With so much negativity positioned against Street Fighter X Tekken, some are ready (and eager) to write it off as a total loss. However, I believe it is too early to tell. The game has a lot of interesting ideas that we have yet to see fully realized. I may be disappointed at their execution, but not the ideas themselves. At this juncture, I believe Capcom has three options. First, and this is what I'm hopeful for, they release a very substantial, downloadable update to the game, a la Arcade Edition for Super Street Fighter IV, bundled with the 20 dollar DLC character pack later this year. When those new characters drop I know a lot of people, myself included, will return to see how they play. At that time, if Capcom can restore viability to Pandora, speed up the matches, somehow even the playing field with gems (free gem vouchers?), and make Street Fighter X Tekken feel like a complete game then they a shot at success.
If Capcom are unable or otherwise unwilling to make such drastic changes they should go with the second option: walk away. Just cut losses and move on to the next project. There's an important lesson about communication to be learned here. The community was excited for SFXT's release, but they were also concerned about gems, about Pandora, about all these systems that keep getting added. They knew something was amiss, but Capcom asked for trust. And 1.4 million consumers trusted them--then all those potential complications the fans were murmuring about came to pass. All the warning signs were there. Dropping the last DLC and walking away from SFXT would free up space in an already crowded market, and let attention be carried away to the (several) other up-and-coming fighting games.
The third option is Hyper Street Fighter X Tekken. This option would be a perversion of the first: a full, retail release priced at 40 dollars that includes the DLC costumes, characters, and another specialized gem pack. This is the worst option.
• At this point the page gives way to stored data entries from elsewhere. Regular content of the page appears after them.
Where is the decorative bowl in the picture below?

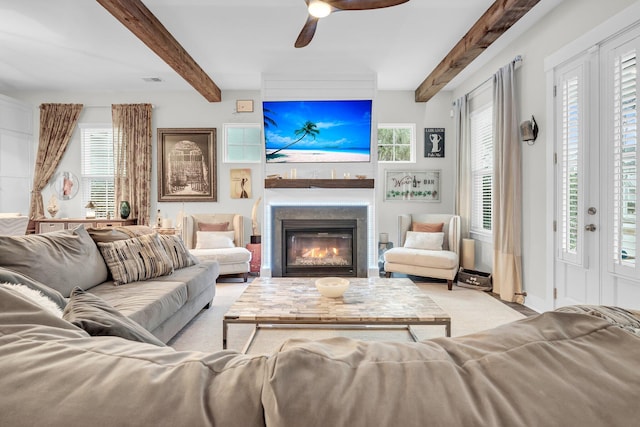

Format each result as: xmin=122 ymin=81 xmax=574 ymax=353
xmin=315 ymin=277 xmax=350 ymax=298
xmin=355 ymin=175 xmax=367 ymax=179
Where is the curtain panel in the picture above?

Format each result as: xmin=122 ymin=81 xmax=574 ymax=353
xmin=112 ymin=104 xmax=152 ymax=226
xmin=29 ymin=103 xmax=83 ymax=220
xmin=454 ymin=95 xmax=471 ymax=240
xmin=492 ymin=63 xmax=524 ymax=304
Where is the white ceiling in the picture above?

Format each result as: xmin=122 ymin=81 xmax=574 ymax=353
xmin=0 ymin=0 xmax=562 ymax=96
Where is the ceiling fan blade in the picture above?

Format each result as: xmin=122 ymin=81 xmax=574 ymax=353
xmin=327 ymin=0 xmax=409 ymax=11
xmin=295 ymin=15 xmax=319 ymax=48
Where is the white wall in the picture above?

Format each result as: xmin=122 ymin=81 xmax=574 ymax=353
xmin=450 ymin=0 xmax=637 ymax=311
xmin=375 ymin=90 xmax=456 ymax=246
xmin=3 ymin=87 xmax=453 ymax=245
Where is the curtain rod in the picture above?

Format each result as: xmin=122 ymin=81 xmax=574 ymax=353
xmin=84 ymin=104 xmax=155 ymax=108
xmin=454 ymin=55 xmax=523 ymax=103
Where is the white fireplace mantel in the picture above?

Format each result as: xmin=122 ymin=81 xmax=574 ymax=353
xmin=261 ymin=187 xmax=378 ymax=278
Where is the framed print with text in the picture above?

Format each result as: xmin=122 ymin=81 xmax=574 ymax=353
xmin=424 ymin=128 xmax=445 ymax=158
xmin=384 ymin=170 xmax=440 ymax=202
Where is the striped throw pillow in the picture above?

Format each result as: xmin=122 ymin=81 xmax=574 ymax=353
xmin=158 ymin=234 xmax=198 ymax=269
xmin=97 ymin=233 xmax=174 ymax=286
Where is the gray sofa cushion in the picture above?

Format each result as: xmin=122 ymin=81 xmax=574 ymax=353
xmin=63 ymin=287 xmax=165 ymax=346
xmin=88 ymin=279 xmax=188 ymax=333
xmin=0 ymin=267 xmax=67 ymax=310
xmin=152 ymin=262 xmax=217 ymax=301
xmin=0 ymin=226 xmax=108 ymax=297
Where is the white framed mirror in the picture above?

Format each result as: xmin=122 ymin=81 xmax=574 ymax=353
xmin=52 ymin=171 xmax=79 ymax=200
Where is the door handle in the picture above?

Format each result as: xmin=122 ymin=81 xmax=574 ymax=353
xmin=585 ymin=224 xmax=597 ymax=232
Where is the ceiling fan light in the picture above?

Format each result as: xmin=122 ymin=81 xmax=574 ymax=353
xmin=308 ymin=1 xmax=331 ymax=18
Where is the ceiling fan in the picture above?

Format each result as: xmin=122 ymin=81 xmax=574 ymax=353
xmin=295 ymin=0 xmax=410 ymax=48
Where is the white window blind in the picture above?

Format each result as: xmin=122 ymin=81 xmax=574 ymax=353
xmin=81 ymin=126 xmax=114 ymax=219
xmin=377 ymin=123 xmax=415 ymax=162
xmin=554 ymin=57 xmax=588 ymax=266
xmin=611 ymin=45 xmax=638 ymax=273
xmin=469 ymin=102 xmax=493 ymax=236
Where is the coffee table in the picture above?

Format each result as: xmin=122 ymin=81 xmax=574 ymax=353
xmin=223 ymin=277 xmax=451 ymax=352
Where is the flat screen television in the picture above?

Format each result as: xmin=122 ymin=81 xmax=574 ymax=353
xmin=263 ymin=99 xmax=372 ymax=163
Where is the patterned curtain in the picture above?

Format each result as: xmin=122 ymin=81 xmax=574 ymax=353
xmin=112 ymin=104 xmax=152 ymax=226
xmin=492 ymin=62 xmax=524 ymax=304
xmin=28 ymin=103 xmax=83 ymax=220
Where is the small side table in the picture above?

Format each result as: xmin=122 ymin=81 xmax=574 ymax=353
xmin=378 ymin=241 xmax=394 ymax=273
xmin=246 ymin=243 xmax=261 ymax=274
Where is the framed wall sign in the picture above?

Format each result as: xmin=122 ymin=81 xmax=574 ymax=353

Even if Capcom successfully addressed all the game's faults, this release would only compound the negative sentiment towards them as a nickel-and-dime company. It would hurt not only SFXT by splitting an already thin user base, but future fighting game releases as well. People are catching on to the cycle of Street Fighter IV to Super Street Fighter IV; Marvel vs. Capcom 3 to Ultimate Marvel vs. Capcom 3. This model of constantly splintering your fan base is not sustainable, and consumers won't stand for it much longer.
The future of Street Fighter X Tekken hangs by a thread, but I believe Capcom still has the chance to turn things around, for better or worse. How do you think they will respond, and which option would you prefer. Capcom says they're listening, hopefully they are willing to act on what they hear.